En effet, la capacité de rotation des bandes verticales et horizontales du Rubik's Cube ne résulte ni des lignes noires ni de la structure en grille, mais d'un mécanisme interne du cube qui est invisible sur ses représentations graphiques, a souligné le TUE.

Le Tribunal relève également que la marque en question ne permet pas à son titulaire d'interdire à des tiers de commercialiser toutes les sortes de puzzles en trois dimensions ayant une capacité de rotation.
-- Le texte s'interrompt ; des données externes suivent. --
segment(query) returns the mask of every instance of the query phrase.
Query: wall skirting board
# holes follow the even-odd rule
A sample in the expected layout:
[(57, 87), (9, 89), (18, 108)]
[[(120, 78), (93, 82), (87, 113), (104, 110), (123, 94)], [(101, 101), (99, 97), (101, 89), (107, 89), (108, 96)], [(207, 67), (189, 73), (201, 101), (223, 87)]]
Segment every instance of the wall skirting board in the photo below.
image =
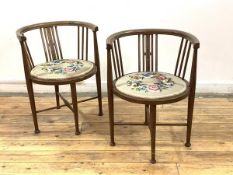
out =
[[(103, 93), (107, 92), (107, 83), (102, 82)], [(70, 92), (69, 85), (60, 87), (61, 92)], [(36, 93), (53, 93), (53, 86), (45, 86), (34, 84), (34, 91)], [(77, 83), (78, 92), (96, 92), (95, 82)], [(0, 93), (26, 93), (27, 88), (24, 81), (0, 82)], [(197, 83), (197, 93), (217, 93), (217, 94), (233, 94), (233, 83)]]

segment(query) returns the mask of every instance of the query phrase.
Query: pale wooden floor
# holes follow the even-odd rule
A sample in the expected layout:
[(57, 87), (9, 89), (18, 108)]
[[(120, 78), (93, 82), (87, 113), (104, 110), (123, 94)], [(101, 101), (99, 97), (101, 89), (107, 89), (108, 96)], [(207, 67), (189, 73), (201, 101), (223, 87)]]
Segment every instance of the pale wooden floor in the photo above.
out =
[[(55, 104), (37, 97), (38, 108)], [(74, 135), (67, 108), (39, 114), (34, 135), (27, 97), (0, 97), (0, 174), (233, 174), (233, 101), (197, 98), (192, 147), (184, 147), (185, 127), (157, 128), (157, 164), (151, 165), (149, 130), (116, 126), (116, 146), (109, 146), (107, 99), (104, 116), (95, 100), (79, 105), (82, 134)], [(159, 121), (185, 121), (186, 100), (158, 107)], [(116, 121), (143, 121), (144, 107), (116, 100)]]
Il souligne encore que le monopole de commercialisation du titulaire se limite aux puzzles en trois dimensions ayant la forme d'un cube sur les faces duquel est apposée une structure en grille.

Le Rubik's Cube a donc eu plus de chance que le Lego qui n'avait pas réussi en 2010 à faire admettre sa fameuse brique par la CJUE.

Rappelons également que cette décision peut encore faire l'objet d'un pourvoi devant la CJUE dans le délai de deux mois.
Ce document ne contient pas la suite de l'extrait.